The issue before the court is whether section 11 sanctions are justified for either knowing violation of FERPA and/or misuse of the judicial process. The issue is NOT whether FERPA information is protected nor is it whether the case suffers from misjoinder as the RIAA would lead you to believe from their defense.

I don't hold much hope for the sanctions on the FERPA grounds simply because the issue of the IP address being privileged is still unsettled. I think that it will eventually be found privileged but as long as there is uncertainty over the issue, sanctions would be unlikely and unfair.

Sanctions on the misuse of process are much more realistic. But not on the issue of misjoinder.
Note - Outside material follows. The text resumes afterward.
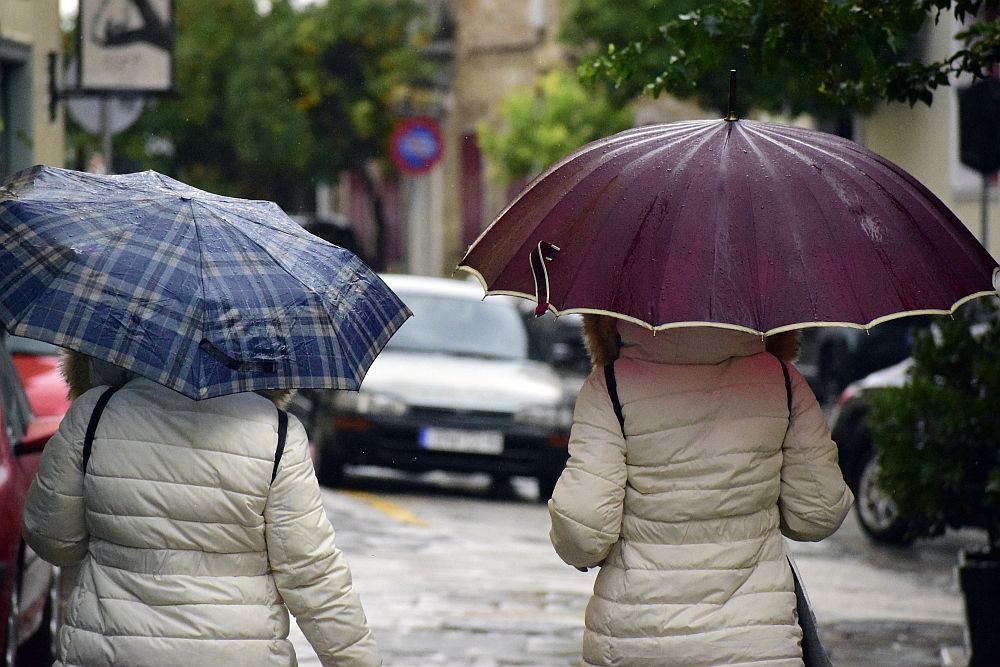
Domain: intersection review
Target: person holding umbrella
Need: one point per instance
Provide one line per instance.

The RIAA has only been told recently not to use that method so it will be difficult to make sanction stick on the grounds that the RIAA has thought this a legitimate process. It is pretty clear that it is not, but no judges have been calling them on it.

BUT the RIAA's practice of initiating a lawsuit to get this information and then dropping the case to offer a settlement, and if that fails initiating separate cases for each DOE is a misuse of process.

I believe that you have to be prepared to pursue a case to its conclusion when you file. You may dismiss the case as new information becomes available, but you state on filing that you have enough evidence to proceed. The RIAA strategy, which they admit, is to drop the case as soon as they have the identifying information they need to initiate a new case.

Either the defendants are joined or they are not joined. The RIAA actions clearly show that the Does are not joined in any legally meaningful way, simply joined for the RIAA's efficiency. And they have no intent to pursue this case. Therefore sanctions are justified for misuse of process.